What is our protein?
Why did we pick this and not the others?
What web-tool can we use to find the function of this protein?
How many disulfide bonds are there?
What program will you use to find the information below?
What is the proteins accession number?
What does PDB stand for?
What is the PDB number for collagen?
What webtool can you use for macromolecular visualization?
What method was used to create this molecular model?
What are the ligands?
How many water molecules are there?
Post a snip of the parts of collagen that are polar?

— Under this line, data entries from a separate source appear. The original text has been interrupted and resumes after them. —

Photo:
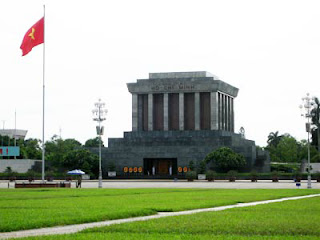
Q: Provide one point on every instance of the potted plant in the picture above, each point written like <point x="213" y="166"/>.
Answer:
<point x="297" y="176"/>
<point x="317" y="175"/>
<point x="191" y="175"/>
<point x="50" y="176"/>
<point x="211" y="175"/>
<point x="232" y="175"/>
<point x="31" y="175"/>
<point x="201" y="170"/>
<point x="254" y="176"/>
<point x="275" y="176"/>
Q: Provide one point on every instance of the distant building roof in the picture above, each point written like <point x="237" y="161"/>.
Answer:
<point x="18" y="133"/>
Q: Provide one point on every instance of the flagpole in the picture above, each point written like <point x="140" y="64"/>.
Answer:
<point x="43" y="94"/>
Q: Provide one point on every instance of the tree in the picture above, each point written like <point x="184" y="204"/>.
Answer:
<point x="93" y="142"/>
<point x="288" y="149"/>
<point x="274" y="139"/>
<point x="303" y="151"/>
<point x="30" y="148"/>
<point x="226" y="159"/>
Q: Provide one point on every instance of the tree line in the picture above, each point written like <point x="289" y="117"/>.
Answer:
<point x="61" y="155"/>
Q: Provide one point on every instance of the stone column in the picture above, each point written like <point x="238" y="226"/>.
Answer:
<point x="232" y="115"/>
<point x="181" y="111"/>
<point x="150" y="112"/>
<point x="165" y="112"/>
<point x="214" y="111"/>
<point x="197" y="111"/>
<point x="134" y="112"/>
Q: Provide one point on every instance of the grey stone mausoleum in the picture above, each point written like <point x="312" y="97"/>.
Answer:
<point x="178" y="117"/>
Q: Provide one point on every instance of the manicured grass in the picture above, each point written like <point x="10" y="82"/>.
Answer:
<point x="29" y="208"/>
<point x="296" y="219"/>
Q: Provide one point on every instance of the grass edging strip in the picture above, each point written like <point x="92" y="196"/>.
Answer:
<point x="79" y="227"/>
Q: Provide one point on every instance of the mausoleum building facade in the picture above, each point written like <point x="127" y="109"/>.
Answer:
<point x="177" y="117"/>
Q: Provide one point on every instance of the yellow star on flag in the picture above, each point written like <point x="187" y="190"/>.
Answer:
<point x="32" y="34"/>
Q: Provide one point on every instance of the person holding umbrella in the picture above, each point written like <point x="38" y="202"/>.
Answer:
<point x="79" y="173"/>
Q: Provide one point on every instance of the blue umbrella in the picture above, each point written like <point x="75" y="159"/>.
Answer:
<point x="76" y="172"/>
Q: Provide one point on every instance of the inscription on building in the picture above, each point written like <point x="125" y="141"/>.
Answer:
<point x="172" y="87"/>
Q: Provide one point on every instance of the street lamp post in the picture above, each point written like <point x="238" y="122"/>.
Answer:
<point x="99" y="112"/>
<point x="308" y="105"/>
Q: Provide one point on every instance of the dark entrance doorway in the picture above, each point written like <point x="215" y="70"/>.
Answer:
<point x="160" y="166"/>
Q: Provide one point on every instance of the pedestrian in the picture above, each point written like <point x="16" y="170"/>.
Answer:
<point x="79" y="182"/>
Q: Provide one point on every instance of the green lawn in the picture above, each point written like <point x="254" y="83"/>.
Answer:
<point x="296" y="219"/>
<point x="29" y="208"/>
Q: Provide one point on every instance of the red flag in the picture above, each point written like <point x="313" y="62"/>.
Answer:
<point x="33" y="37"/>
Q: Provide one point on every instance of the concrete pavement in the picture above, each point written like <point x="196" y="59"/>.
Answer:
<point x="147" y="183"/>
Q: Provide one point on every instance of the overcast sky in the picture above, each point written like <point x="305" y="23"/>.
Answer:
<point x="270" y="50"/>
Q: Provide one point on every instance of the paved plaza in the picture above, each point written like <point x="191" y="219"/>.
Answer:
<point x="239" y="184"/>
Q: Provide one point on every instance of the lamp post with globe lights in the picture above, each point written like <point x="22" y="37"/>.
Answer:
<point x="99" y="112"/>
<point x="308" y="105"/>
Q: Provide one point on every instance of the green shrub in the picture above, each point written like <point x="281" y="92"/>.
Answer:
<point x="191" y="175"/>
<point x="210" y="175"/>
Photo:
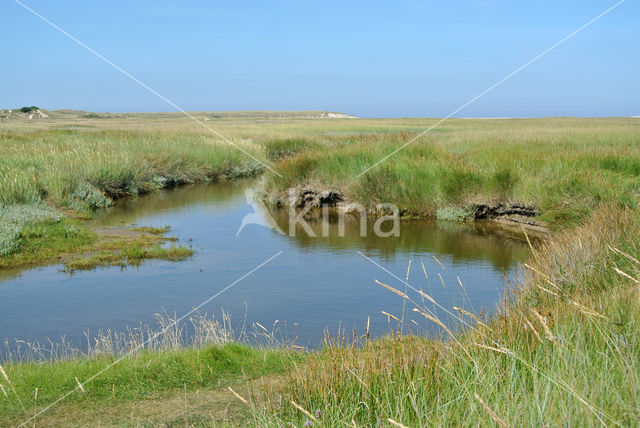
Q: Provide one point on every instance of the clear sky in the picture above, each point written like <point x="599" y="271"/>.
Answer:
<point x="370" y="59"/>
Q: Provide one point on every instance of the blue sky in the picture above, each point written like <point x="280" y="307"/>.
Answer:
<point x="371" y="59"/>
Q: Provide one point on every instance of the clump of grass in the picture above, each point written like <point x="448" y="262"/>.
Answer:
<point x="563" y="348"/>
<point x="153" y="230"/>
<point x="284" y="148"/>
<point x="87" y="170"/>
<point x="132" y="255"/>
<point x="455" y="213"/>
<point x="563" y="167"/>
<point x="13" y="220"/>
<point x="152" y="364"/>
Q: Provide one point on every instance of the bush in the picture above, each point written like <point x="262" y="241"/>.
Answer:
<point x="14" y="218"/>
<point x="28" y="109"/>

Name one application in which bioinformatics is useful:
Basic Local Alignment Search Tool (BLAST) is an algorithm and program for comparing primary biological sequence information such as the nucleotides of DNA , RNA sequences or the amino-acid sequences of proteins referred as a query with the information provided in the databases. There are different classes or options of BLAST search , these are:
blastn: It searches nucleotides against nucleotides i.e when you put the DNA/nucleotide sequences as your query it will provide you the sequence match with the reference sequence in the database. For nucleotides there is a faster version of blastn called as megablast.
blastp: It searches proteins against proteins
blastx: It will search a protein database using your translated nucleotide query.
tBlastn: It will search a translated nucleotide database with your protein query.It will do the opposite of blastx.
tBlastx: It searches translated nucleotide databases with your translated nucleotide query.
Our protein here is collagen. If you put the above DNA sequence and blast it, the result shows sequence similarities with collagenIV of different species.
I think the reason to put sequence of collagen here is because it is a common protein. (in terms of databases it is profound)
Uniprot is a tool/program which provides the biological function of the proteins derived from the research literature. IThe Uniprot shows collagen has 5 disulphide bonds.
COL1A1 is its protein accession number.
The Protein Data Bank (PDB) is a database which provides the three-dimensional structural data of proteins and nucleic acids. The data is submitted by biologists and biochemists from around the world using X-ray crystallography, NMR spectroscopy or increasingly cryo-electron microscopy.
1BKV is the PDB number of collagen.
There are many macromolecular visualization tools like Rasmol, chime and MolMol. You can use these tools to check the structure, chemical bonds and polarity in collagen.
A ligand is a small molecule that is able to bind to a site in proteins by weak interactions such as ionic bonds, Van der Waals interactions, hydrogen bonds and hydrophobic effects.
Drug designing, molecular docking are some applications of bioinformatics.